Coleman moved the shop to the 5700 block of Patterson Avenue in the early 1990s, then Tony decided to relocate both Tinker and Company (which was located in downtown Richmond) and Tinker’s to one location on Westwood Avenue a few years later, where they have remained to this day. “This used to be a plumbing supply place,” Coleman says. “I was like, ‘No,’ and he said, ‘We’ll make it nice,’ and all these years later we’re still here.”

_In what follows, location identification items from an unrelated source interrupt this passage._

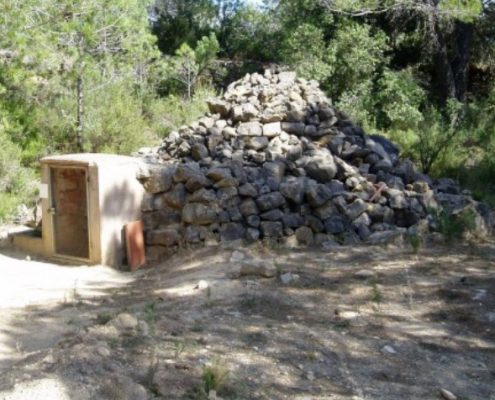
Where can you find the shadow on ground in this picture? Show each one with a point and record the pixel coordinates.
(355, 323)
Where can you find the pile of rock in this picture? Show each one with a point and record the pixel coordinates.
(273, 159)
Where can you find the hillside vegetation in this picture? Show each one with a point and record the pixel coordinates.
(112, 76)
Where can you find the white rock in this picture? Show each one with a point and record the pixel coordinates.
(289, 278)
(388, 349)
(202, 285)
(364, 274)
(237, 256)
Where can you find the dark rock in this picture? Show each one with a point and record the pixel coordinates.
(336, 224)
(232, 231)
(202, 196)
(248, 207)
(253, 221)
(176, 198)
(269, 201)
(252, 234)
(272, 215)
(293, 189)
(304, 236)
(292, 220)
(198, 214)
(317, 194)
(158, 179)
(217, 174)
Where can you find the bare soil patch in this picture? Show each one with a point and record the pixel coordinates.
(352, 323)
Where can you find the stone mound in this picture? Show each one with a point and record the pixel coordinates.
(274, 159)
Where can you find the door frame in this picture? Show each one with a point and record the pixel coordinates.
(51, 201)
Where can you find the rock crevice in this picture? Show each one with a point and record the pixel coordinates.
(274, 159)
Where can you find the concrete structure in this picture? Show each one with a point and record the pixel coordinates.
(86, 199)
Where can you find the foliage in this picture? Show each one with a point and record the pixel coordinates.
(453, 227)
(214, 376)
(189, 65)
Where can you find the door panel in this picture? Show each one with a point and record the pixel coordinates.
(70, 211)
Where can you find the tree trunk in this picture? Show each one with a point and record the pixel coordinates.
(460, 64)
(80, 114)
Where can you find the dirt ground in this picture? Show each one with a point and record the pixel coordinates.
(351, 323)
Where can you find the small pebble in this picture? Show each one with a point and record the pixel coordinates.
(388, 349)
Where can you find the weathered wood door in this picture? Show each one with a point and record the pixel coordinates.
(69, 209)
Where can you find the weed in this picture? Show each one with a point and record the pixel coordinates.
(179, 347)
(376, 294)
(197, 327)
(214, 376)
(150, 315)
(454, 226)
(103, 318)
(415, 241)
(151, 372)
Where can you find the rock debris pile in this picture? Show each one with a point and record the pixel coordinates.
(274, 159)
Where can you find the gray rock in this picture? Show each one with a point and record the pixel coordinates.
(386, 237)
(315, 223)
(305, 236)
(199, 151)
(162, 237)
(196, 182)
(355, 209)
(321, 167)
(257, 143)
(272, 130)
(244, 112)
(217, 106)
(248, 190)
(397, 199)
(217, 174)
(272, 229)
(295, 128)
(250, 129)
(269, 201)
(226, 195)
(326, 210)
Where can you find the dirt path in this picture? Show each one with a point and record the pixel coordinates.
(355, 323)
(40, 286)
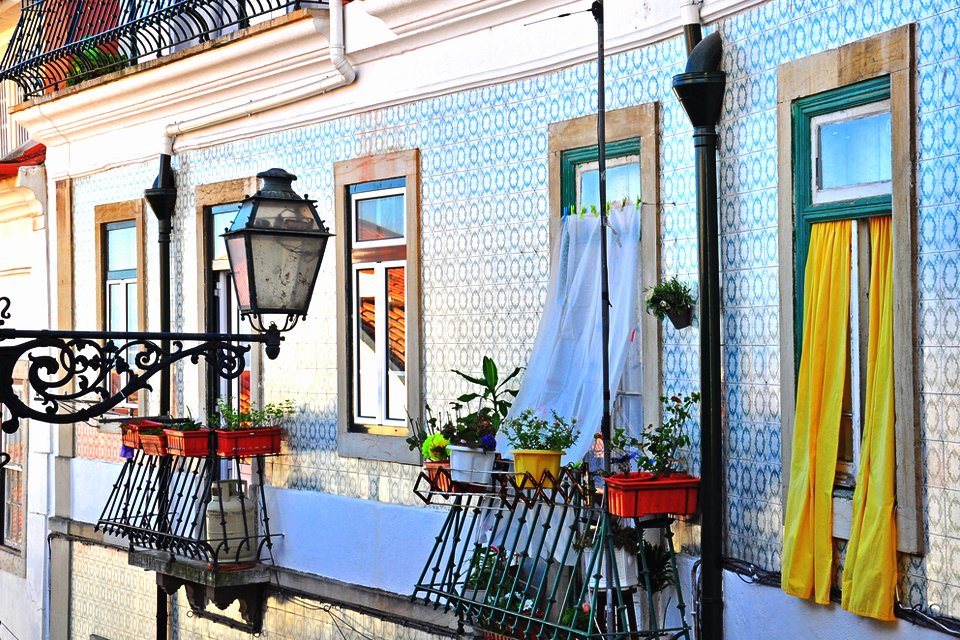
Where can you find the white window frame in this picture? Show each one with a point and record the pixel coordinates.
(846, 192)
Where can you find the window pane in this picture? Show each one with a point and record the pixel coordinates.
(221, 218)
(122, 248)
(366, 347)
(623, 181)
(116, 313)
(133, 322)
(396, 344)
(380, 218)
(856, 151)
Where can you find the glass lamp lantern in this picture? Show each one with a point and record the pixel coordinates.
(275, 247)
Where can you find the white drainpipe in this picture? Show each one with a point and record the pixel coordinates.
(344, 74)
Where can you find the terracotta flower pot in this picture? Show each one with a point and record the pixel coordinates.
(248, 442)
(188, 444)
(632, 495)
(439, 481)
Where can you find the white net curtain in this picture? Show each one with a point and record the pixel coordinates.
(565, 370)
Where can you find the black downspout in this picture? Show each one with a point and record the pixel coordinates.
(162, 198)
(700, 90)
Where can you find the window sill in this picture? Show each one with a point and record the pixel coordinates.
(843, 522)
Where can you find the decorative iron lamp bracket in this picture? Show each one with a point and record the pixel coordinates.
(71, 368)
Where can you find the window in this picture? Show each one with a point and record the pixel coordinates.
(631, 173)
(217, 206)
(378, 304)
(12, 485)
(120, 295)
(847, 134)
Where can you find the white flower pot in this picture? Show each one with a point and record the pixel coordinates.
(626, 569)
(471, 465)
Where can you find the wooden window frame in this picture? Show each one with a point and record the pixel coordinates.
(889, 54)
(350, 442)
(207, 196)
(568, 142)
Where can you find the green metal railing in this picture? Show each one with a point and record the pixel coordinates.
(526, 560)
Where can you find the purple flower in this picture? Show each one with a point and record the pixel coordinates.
(488, 442)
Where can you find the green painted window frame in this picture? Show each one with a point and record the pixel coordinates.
(807, 213)
(570, 158)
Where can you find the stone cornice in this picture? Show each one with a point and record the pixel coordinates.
(443, 46)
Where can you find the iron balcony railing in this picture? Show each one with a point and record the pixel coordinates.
(59, 43)
(524, 560)
(177, 505)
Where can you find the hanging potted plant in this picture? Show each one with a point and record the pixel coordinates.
(672, 299)
(254, 432)
(473, 436)
(187, 438)
(538, 445)
(655, 487)
(153, 442)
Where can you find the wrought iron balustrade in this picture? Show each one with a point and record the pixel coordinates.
(60, 43)
(161, 503)
(521, 559)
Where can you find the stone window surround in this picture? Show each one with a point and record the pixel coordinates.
(890, 53)
(396, 164)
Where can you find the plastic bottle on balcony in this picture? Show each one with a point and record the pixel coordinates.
(232, 523)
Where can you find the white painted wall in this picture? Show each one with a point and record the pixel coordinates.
(755, 612)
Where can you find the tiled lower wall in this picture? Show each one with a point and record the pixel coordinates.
(111, 599)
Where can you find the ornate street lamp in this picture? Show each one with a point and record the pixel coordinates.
(275, 248)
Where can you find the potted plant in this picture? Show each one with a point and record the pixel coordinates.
(538, 444)
(672, 299)
(426, 437)
(187, 438)
(626, 546)
(473, 436)
(253, 432)
(132, 429)
(487, 571)
(655, 488)
(153, 442)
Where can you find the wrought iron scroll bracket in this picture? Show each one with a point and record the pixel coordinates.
(74, 376)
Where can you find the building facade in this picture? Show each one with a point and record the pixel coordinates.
(463, 110)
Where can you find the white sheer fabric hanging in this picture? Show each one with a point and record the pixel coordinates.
(565, 369)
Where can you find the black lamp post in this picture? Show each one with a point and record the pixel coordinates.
(275, 249)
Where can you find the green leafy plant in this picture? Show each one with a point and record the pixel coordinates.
(487, 566)
(669, 295)
(186, 424)
(93, 62)
(577, 618)
(478, 429)
(660, 444)
(435, 448)
(530, 431)
(270, 415)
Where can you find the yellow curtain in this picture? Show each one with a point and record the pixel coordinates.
(807, 539)
(870, 569)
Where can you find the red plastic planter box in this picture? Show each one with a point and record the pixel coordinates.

A fire in 1998 destroyed the retail portion of the building and everything within it, but a firewall prevented the workshop from burning, though it did sustain water and smoke damage. Coleman recalls how big a deal the fire was, with helicopters flying overhead and the threat of explosion due to the furniture restoration businesses’ chemicals. She says it took them six months to rebuild and that’s also when the Coleman’s purchased the building.

Coleman plans to lease out the retail side of the building, possibly even dividing it into space for two businesses. Though she has no plans to open another store of her own. “People would like to buy this building already because this area, Scott’s Addition is moving this way,” Coleman says. “But I’m not going to sell it right now. I’m going to sit and see how this whole area [develops].”

Coleman says it’s the people — her staff, customers, and friends — that she’ll miss the most. “I won’t miss lying in bed trying to think of creative displays, but I’ll miss the excitement of when I’ve got a new line,” she says.  She also notes, “I won’t miss taking the trees down after Christmas.” With its selection of unique and unexpected gifts, the holiday season was a busy time at Tinker’s. 

“People keep saying, ‘You’ve been an institution in town,’ but I’ve never really thought of myself like that,” Coleman says. “I’ve never even thought of the shop like that, because it didn’t seem like it’s been that long. It’s truly been a labor of love.”